Biotech: quale innovazione nel post pandemia

convegno

Il secondo appuntamento 2021 promosso da Federchimica Assobiotec nell’ambito del progetto “Il futuro migliore” ha raccontato il rinnovamento utile al Paese per il prossimo (migliore) futuro

22 luglio 2021

di Claudio Buono

Una diretta web per presentare l’innovazione biotech che serve al nostro Paese dopo la pandemia, con le proposte delle imprese del settore per costruire insieme il cambiamento e la rinascita italiana, grazie al Next Generation Eu (il piano per la ripresa dell’Europa), al Pnrr (Piano nazionale di ripresa e resilienza) e alla prossima legge di stabilità.
Riccardo Palmisano, presidente Federchimica Assobiotech, ha introdotto i lavori del convegno – promosso dall’associazione e dedicato a “Il futuro migliore” – parlando di momento e metodo per utilizzare al meglio la tecnologia, ma anche di innovazione e di co-progettare, ascoltare e portare competenze.

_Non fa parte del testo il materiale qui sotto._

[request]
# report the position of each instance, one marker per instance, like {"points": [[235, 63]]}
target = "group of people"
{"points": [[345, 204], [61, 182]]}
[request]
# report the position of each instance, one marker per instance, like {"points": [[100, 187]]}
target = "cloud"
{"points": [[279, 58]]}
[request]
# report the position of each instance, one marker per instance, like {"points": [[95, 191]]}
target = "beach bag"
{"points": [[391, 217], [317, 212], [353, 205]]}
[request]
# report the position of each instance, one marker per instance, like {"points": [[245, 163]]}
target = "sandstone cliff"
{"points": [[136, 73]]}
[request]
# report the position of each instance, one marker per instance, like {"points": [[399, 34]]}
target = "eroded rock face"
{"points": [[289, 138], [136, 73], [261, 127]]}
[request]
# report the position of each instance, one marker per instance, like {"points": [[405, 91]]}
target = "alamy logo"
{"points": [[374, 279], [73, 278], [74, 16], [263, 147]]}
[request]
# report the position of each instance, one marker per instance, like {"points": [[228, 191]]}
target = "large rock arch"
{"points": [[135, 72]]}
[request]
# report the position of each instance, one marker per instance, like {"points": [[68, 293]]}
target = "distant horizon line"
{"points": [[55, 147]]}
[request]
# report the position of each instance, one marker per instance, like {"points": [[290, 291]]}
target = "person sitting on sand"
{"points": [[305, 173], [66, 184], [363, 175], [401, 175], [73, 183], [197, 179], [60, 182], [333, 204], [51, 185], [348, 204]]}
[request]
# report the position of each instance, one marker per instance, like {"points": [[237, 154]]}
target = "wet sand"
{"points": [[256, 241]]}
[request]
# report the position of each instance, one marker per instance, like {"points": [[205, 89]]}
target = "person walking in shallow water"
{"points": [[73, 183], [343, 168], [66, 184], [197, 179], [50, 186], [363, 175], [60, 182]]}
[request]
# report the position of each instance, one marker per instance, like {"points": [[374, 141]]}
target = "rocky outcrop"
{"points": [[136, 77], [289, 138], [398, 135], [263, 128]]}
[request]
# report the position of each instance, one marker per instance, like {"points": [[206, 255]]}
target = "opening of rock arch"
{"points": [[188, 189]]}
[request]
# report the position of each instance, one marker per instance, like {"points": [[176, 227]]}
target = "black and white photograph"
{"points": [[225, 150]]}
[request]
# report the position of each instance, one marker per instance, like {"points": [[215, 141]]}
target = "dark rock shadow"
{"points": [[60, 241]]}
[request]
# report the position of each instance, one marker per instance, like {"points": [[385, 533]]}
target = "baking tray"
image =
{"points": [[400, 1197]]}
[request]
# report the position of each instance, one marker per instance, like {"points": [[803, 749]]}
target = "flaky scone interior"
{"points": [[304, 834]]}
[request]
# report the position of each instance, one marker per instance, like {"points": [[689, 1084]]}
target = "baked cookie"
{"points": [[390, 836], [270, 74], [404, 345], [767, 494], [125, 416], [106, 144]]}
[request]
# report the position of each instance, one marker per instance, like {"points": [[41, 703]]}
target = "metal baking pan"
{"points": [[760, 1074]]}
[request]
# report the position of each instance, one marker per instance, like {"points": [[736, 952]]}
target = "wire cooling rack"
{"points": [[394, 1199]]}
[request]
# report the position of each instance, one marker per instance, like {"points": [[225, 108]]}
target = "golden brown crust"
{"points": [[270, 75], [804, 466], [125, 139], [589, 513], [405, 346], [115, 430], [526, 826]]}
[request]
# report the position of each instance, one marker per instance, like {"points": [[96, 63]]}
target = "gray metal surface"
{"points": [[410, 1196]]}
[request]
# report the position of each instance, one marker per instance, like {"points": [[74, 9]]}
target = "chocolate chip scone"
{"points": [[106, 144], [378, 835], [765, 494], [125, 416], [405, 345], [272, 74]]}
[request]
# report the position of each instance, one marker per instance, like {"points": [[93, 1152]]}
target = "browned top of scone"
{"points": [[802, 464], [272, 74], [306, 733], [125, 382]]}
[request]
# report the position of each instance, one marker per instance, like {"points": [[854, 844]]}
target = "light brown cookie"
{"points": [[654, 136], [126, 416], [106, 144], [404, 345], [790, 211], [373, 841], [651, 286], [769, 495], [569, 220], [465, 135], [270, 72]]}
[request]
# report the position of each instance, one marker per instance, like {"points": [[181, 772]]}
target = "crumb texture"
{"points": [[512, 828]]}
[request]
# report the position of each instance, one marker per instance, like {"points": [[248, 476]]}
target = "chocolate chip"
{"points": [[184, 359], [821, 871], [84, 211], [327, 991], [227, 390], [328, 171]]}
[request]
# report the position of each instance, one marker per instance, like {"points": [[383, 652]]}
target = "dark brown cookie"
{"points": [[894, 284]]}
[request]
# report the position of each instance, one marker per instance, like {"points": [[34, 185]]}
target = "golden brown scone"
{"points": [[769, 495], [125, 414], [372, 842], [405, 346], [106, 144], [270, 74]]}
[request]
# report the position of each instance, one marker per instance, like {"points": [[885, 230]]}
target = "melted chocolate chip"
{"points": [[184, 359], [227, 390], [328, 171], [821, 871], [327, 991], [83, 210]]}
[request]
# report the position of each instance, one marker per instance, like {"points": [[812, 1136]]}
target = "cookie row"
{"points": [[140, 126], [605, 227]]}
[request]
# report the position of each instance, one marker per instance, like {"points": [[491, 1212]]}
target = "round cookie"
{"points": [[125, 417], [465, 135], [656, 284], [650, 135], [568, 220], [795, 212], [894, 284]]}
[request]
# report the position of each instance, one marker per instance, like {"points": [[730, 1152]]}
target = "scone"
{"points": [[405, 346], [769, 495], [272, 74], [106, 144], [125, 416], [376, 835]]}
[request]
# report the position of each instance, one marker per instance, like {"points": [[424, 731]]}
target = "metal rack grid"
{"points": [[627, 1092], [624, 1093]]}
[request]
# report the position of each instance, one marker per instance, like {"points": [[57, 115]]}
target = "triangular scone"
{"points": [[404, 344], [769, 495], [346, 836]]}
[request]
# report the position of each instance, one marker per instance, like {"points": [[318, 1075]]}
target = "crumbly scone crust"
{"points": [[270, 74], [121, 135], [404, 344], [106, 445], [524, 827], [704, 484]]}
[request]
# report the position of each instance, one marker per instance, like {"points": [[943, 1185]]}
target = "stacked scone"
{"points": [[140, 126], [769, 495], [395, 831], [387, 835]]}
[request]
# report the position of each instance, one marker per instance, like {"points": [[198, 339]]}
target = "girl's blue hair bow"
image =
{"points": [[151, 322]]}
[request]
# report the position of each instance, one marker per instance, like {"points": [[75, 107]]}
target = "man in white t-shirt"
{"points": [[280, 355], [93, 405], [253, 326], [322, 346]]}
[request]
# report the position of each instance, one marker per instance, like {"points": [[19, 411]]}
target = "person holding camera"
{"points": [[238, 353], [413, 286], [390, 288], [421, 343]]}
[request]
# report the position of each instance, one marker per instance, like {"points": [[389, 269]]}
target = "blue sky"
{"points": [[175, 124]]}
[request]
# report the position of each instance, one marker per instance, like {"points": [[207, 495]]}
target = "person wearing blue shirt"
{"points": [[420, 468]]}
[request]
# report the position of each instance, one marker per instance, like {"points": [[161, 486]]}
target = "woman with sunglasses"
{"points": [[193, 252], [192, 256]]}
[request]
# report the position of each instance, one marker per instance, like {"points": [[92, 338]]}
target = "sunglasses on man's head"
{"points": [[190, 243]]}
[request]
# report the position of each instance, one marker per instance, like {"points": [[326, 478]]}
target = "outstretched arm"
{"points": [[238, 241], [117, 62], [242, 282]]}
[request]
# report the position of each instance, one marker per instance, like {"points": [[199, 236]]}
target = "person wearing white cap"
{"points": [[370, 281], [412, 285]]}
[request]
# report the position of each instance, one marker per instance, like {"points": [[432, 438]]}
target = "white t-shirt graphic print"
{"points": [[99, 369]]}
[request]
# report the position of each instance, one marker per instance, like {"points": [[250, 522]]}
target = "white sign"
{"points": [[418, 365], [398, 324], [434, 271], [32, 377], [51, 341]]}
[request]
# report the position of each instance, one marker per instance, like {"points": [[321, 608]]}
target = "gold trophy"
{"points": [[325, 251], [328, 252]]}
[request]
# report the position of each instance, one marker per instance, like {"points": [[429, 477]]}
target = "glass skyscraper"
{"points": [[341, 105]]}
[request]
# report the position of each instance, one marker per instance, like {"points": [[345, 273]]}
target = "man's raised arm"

L’italia e le lezioni della pandemia

Nino Cartabellotta, presidente della Fondazione Gimbe, in merito all’emergenza Covid-19 ha evidenziato due criticità di sistema molto importanti, ovvero i rapporti tra Stato e Regioni e i definanziamenti degli ultimi anni (si parla di 37 miliardi di euro). Altro punto trattato, l’importanza di rilanciare il Servizio sanitario nazionale: secondo Cartabellotta non serve una riforma costituzionale ma, appunto, migliorare i rapporti tra Stato e Regioni. Il relatore hai poi parlato di digitalizzazione e del grande gap che sussiste a livello di tecnologia e interoperabilità: «Occorrono assolutamente riforme di rottura perché senza queste sarebbe come limitarsi a mettere delle toppe a una situazione di grave criticità». Per finire, ha fatto riferimento alle possibili, prossime ondate pandemiche: «Avremo sicuramente un incremento dei contagi, ma con un impatto basso o minimo di ricoveri, quindi con un carico che graverà meno sul sistema ospedaliero».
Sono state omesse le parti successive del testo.